Combined with the dependency update tool Renovate, and other neat GitHub Actions, it’s a breeze to keep our apps deployed via Helm at work up-to-date!

How it works

Helm charts are just fancy Kubernetes manifests templates. The GitHub Action checks out the branch of the pull request (“head”) and its “base”, usually “main”. For every updated helm.yaml file, it extracts the repo URL, chart name and version and values, then renders all the resulting Kubernetes manifests, for both “head” and “base”. Finally it outputs the “diff” for each changed Helm chart.

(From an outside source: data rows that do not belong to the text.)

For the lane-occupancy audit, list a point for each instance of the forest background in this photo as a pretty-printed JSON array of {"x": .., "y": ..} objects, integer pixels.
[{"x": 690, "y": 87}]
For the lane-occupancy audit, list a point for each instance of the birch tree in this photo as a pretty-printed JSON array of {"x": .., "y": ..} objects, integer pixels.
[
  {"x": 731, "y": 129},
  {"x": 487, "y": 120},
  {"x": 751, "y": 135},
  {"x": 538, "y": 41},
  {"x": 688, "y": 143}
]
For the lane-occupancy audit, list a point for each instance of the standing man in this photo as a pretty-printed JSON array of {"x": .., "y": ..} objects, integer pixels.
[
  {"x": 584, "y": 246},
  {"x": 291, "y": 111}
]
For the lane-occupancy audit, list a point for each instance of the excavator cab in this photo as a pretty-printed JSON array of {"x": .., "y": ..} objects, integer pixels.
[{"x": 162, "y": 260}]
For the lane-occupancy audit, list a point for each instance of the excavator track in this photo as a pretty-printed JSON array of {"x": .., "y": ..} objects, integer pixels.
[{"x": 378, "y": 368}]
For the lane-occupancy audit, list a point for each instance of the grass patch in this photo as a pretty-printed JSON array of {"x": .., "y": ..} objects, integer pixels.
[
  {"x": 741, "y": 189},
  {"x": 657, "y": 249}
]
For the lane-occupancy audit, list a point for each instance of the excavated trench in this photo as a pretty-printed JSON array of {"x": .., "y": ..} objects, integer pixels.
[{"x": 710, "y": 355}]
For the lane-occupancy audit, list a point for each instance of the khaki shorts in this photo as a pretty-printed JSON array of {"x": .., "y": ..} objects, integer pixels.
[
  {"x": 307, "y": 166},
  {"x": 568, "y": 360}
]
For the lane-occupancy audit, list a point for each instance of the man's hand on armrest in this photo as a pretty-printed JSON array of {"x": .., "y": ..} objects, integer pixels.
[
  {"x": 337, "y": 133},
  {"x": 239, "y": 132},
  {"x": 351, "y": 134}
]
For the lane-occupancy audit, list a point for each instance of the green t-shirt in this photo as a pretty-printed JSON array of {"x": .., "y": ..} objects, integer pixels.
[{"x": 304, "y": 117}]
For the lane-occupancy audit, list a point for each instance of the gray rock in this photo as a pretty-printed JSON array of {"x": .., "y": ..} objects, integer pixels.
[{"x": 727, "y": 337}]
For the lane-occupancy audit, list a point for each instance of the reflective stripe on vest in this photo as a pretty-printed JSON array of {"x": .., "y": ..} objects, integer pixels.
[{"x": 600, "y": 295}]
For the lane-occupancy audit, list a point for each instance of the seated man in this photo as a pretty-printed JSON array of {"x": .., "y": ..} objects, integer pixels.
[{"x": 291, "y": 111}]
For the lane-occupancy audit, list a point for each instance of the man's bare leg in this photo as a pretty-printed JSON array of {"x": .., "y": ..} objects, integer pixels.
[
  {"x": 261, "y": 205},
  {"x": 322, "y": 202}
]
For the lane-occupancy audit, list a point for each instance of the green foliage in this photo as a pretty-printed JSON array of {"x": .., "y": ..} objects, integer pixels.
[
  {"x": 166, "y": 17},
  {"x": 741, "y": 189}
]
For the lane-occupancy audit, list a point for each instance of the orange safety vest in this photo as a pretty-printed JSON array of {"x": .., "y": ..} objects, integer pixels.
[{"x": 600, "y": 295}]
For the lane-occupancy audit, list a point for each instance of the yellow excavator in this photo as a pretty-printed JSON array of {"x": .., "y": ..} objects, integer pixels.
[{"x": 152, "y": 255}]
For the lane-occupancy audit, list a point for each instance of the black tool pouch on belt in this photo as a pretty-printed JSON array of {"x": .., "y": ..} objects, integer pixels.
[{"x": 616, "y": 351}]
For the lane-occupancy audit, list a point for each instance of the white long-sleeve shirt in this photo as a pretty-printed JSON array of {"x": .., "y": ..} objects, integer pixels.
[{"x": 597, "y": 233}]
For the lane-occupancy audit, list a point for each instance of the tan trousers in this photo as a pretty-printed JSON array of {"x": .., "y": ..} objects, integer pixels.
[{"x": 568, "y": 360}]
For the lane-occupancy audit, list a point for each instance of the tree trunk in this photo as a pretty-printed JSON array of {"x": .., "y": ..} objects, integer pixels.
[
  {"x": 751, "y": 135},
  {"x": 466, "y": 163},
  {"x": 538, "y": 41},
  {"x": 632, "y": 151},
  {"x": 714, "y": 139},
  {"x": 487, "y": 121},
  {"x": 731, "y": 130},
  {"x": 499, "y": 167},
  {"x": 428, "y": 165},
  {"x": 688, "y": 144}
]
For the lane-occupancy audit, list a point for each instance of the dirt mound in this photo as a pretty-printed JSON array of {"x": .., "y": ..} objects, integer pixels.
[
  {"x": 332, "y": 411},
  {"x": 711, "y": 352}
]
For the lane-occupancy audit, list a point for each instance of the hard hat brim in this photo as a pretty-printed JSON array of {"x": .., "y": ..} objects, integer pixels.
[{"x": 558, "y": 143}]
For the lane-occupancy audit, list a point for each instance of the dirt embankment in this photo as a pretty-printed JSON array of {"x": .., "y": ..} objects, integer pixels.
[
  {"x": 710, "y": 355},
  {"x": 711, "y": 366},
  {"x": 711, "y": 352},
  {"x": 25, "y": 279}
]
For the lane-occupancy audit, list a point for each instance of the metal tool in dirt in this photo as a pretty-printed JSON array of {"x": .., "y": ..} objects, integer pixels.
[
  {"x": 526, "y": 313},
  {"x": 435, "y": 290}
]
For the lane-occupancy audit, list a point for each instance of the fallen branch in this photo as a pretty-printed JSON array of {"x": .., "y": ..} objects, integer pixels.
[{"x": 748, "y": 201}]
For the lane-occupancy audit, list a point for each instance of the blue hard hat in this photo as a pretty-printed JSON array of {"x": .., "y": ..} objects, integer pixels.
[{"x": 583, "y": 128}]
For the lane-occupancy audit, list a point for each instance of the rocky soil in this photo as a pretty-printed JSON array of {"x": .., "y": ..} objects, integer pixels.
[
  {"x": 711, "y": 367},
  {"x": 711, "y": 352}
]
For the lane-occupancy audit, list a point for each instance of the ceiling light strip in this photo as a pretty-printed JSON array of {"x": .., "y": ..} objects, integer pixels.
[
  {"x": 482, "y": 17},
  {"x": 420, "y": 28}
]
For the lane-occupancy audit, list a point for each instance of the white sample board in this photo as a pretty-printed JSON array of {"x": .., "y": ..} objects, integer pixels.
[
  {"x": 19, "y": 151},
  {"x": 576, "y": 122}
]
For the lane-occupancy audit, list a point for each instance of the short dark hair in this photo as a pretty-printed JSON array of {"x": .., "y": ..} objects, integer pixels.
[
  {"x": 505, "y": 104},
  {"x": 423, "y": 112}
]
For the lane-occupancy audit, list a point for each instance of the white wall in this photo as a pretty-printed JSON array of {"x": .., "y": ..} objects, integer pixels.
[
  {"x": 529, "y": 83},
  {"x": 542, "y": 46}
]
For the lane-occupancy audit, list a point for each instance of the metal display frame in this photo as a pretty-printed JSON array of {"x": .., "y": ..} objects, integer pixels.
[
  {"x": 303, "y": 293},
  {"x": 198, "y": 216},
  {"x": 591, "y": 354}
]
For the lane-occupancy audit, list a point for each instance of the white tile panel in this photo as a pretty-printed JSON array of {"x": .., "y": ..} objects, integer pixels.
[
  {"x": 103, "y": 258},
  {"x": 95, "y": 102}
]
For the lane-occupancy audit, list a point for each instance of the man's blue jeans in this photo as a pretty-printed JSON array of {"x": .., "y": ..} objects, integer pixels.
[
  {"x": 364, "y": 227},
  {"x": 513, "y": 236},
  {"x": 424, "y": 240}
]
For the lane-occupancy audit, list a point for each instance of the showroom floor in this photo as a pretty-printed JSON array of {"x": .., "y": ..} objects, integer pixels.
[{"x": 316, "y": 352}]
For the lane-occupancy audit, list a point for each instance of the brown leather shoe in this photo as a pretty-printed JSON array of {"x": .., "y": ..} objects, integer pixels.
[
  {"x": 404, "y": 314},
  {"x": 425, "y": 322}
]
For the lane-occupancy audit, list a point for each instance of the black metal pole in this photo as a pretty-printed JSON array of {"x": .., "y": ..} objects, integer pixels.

What you do with the output is up to you, but I like to use mshick/add-pr-comment to add the diff as a comment to the PR, like so:

/techblog/posts/flux-helm-diff/flux-helm-diff-output.png
Example of 'diff' output

For detailed information on how to use this action, including how to simulate Kubernetes capabilities, required to accurately render certain charts, check it out Flux Helm Diff on the GitHub Action marketplace.

Future

The GitHub Action pretty much works as intended as it is. And we actively use it at my job to help make the PRs for our regular maintenance days a lot more “reviewable”. However, the major limitation I’ve encountered, is that it expects each Helm chart, and its source, to be stored in a single file named helm.yaml.

This has worked fine for a long time for us (and may also for you), until we needed to deploy multiple instances of External DNS, using the same source. We needed that to support domains hosted in different AWS accounts. As a result, the Helm source and Helm release are defined in separate files, and the GHA is currently not able to produce a diff.

I hope you’ll find it useful.. But if you find any other shortcomings, please let me know in the issues.